Among the study’s findings:

– California took deregulation to an extreme, relinquishing more control over the industry than any other state. With passage of AB-1890 establishing electricity deregulation, the state government essentially abdicated any oversight, control or planning for reliable energy distribution and production in California. All pricing oversight was passed on to the Federal Energy Regulatory Commission and the ISO. This has essentially allowed the energy cartels to run amok.

– The ISO and PX, both nonprofit corporations, are governed by boards filled primarily with energy industry officials who stand to profit by the decisions and actions made by their boards. “Neither of these private organizations is accountable to the state or its consumers, and neither is charged with the task of keeping electricity prices reasonable for consumers and businesses,” says the report.

– Industry explanations for excessive electricity prices don’t hold water. “The price increase is not explainable by increased costs, weather, volumes (of usage) or even the existence of a much higher wholesale price cap,” the report said. Instead, California’s deregulated electricity system appears designed for manipulation, and it appears sellers were “withholding power from this market in order to drive up costs” and reap larger profits by selling power at higher “replacement reserve” prices.

– The ISO has refused to turn over data to the CPUC and EOB that would reveal what drove prices up, raising suspicions of dubious behavior on the part of its executives and resulting in the demand for an investigation by the state Attorney General. “Such an investigation would provide the factual foundation (needed) to recover any illegally obtained profits,” concluded the report.

– The excessive high electricity prices “had one predictable result. Many energy companies, including some participants in the California market, made very high profits during the second quarter.” San Diego-based Sempra Energy, with a 34 percent increase in revenue, was among those cited, but it wasn’t the worst. Some energy firms reported income increases of more than 200 percent, with one company, NRG Energy, netting an 18-fold increase in second quarter income.

– California’s shortage of new electric generation capacity stems from deregulation, not environmental or safety regulations, as suggested by the power industry.
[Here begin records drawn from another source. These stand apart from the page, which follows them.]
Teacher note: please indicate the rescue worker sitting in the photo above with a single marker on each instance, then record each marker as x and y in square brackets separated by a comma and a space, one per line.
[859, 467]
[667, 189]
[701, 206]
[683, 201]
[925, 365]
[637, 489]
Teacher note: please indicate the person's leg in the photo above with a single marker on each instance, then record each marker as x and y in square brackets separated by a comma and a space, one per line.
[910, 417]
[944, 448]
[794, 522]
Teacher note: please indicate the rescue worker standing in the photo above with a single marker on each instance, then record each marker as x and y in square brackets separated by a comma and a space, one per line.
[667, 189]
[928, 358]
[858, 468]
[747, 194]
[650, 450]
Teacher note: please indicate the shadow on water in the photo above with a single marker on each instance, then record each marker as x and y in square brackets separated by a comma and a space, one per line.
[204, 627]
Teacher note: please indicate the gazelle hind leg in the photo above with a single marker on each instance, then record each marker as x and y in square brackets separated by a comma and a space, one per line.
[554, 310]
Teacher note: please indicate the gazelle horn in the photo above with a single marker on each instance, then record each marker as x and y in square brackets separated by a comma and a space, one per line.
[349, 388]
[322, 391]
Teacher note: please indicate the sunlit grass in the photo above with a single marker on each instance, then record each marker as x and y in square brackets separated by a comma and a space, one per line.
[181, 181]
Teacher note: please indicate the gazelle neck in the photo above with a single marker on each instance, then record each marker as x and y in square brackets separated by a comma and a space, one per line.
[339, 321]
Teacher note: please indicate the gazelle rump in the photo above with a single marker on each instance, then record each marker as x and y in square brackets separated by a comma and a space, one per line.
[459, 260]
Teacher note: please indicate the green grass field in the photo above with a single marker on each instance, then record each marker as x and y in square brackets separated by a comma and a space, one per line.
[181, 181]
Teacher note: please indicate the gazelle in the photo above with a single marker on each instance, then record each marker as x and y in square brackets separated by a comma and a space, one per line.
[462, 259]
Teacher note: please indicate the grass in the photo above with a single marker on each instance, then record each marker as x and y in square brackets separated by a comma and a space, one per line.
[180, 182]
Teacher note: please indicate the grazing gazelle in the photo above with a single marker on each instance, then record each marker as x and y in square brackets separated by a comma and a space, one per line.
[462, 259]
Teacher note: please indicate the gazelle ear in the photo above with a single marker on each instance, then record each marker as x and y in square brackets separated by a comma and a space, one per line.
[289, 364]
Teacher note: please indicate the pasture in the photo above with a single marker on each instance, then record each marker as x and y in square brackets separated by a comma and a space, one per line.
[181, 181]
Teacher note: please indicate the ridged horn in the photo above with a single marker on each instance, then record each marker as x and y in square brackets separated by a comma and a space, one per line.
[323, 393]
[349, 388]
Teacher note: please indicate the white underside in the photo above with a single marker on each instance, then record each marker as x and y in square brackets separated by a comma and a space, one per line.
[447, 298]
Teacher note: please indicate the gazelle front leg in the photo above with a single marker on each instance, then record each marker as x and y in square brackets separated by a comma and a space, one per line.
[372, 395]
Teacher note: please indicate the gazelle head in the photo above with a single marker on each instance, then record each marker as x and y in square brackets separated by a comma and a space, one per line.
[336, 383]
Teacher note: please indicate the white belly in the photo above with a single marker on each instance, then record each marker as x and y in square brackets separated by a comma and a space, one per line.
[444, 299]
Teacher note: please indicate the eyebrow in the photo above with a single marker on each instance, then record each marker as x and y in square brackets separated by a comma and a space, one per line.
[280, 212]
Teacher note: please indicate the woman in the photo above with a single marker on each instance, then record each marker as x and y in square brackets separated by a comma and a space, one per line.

With deregulation, the financial risk for building new power plants was placed on the industry instead of the ratepayers , a risk the industry has shunned in favor of short-term profits. Indeed, the report concludes the excessive power prices “do not necessarily fund new investments in electricity supply or delivery reliability , they may flow solely to power producer profit margins.”

– Relaxing environmental regulations to promote construction of new generating plants would more likely stall new construction, concludes the report. Such an action would result in lawsuits by residents and local government agencies which would, most likely, be supported by the courts.

– Energy conservation, as now promoting by the energy cartels, is not a solution by itself. In fact, the state’s highly successful energy efficiency program was dismantled in the 1990s in favor of competition under deregulation. In other words, deregulators hoped increased power consumption would spur the growth of competition within the energy industry.

– “Real time metering,” another solution pushed by the energy industry, would be costly to put into effect and would result in higher, not lower, energy bills for many consumers.

– The report concludes “the current structure of California’s electricity industry creates risk that the high prices and poor reliability of this summer will continue for months, perhaps years to come.” It also warns “ISO seeks to expand its control” to neighboring states. “This would widen even the further the gap between accountability and control.”

This report shows California, not just San Diego, stands on the brink of economic disaster. The state’s experience with electric deregulation has been a debacle.

It’s time lawmakers in Sacramento stand up to the profiteering energy cartels and pull us back from the precipice. Only then can we take another look a deregulation, this time with an eye toward protecting the consumer and not the profits of industry moguls.